Per quanto riguarda invece la ludoterapia, nel momento in cui essa viene rigidamente istituzionalizzata, anziché diventare uno stimolo all’interazione sociale si trasforma nella ripetizione stereotipata di un gioco cui i malati partecipano come fantocci nelle mani del terapeuta.

STIGMATIZZAZIONE.

«I greci, che sembra fossero molto versati nell’uso dei mezzi di comunicazione visiva, coniarono la parola “stigma” per indicare quei segni fisici che caratterizzano quel tanto di insolito e di criticabile della condizione morale di chi li possiede. Questi segni venivano incisi col coltello o impressi a fuoco nel corpo, e rendevano chiaro a tutti che chi li portava era uno schiavo, un criminale, un traditore, comunque una persona segnata, un paria che doveva essere evitato specialmente nei luoghi pubblici». Così Erving Goffman definisce la parola.

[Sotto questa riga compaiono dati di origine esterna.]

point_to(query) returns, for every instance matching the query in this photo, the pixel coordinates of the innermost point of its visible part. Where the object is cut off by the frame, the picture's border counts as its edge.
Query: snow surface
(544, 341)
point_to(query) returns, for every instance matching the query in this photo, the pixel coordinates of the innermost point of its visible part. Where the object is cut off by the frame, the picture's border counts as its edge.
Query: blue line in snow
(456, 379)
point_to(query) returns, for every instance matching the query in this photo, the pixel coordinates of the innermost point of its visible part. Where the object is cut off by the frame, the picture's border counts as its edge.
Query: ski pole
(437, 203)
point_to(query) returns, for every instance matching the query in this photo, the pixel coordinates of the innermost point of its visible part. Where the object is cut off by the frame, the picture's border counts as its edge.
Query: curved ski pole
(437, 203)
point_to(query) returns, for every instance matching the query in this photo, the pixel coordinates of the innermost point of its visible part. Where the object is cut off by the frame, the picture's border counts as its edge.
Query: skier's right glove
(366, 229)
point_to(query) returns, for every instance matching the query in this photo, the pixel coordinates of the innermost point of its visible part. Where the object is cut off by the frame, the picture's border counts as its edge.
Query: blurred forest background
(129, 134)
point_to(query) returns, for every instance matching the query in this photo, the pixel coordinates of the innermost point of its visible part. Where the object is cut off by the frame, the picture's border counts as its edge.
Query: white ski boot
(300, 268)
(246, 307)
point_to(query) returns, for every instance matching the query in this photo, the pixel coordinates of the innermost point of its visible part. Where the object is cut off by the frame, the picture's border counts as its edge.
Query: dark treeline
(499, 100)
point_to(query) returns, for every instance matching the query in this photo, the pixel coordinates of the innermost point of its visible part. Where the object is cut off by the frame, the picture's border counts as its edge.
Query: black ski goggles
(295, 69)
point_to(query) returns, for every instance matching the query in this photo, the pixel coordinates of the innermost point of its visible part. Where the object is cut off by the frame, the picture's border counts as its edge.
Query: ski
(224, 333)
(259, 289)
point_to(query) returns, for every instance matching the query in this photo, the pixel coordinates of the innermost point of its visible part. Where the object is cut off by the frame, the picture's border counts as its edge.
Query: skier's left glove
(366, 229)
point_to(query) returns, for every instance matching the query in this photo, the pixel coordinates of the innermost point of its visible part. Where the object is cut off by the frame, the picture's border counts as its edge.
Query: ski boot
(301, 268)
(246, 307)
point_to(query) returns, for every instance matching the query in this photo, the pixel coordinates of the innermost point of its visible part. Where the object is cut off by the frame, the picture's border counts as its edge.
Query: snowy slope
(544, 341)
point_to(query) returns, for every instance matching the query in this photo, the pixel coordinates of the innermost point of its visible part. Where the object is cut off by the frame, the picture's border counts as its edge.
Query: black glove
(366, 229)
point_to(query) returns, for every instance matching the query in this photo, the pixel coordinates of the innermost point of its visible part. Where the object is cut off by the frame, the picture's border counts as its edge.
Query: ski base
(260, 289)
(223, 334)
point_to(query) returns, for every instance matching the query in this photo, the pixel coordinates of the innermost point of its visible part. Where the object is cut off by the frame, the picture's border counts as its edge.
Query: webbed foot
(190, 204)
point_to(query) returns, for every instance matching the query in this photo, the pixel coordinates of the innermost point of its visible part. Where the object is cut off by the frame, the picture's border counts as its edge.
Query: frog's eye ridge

Il concetto espresso dal termine stigma continua ancora a servire da strumento per la conferma di una diversità su cui si fondano le scienze umane. Continua cioè il processo di caratterizzazione di alcuni individui in base a segni distintivi particolari i quali, contemporaneamente, sanciscono l‘appartenenza a una categoria definita e il giudizio negativo sulla categoria stessa.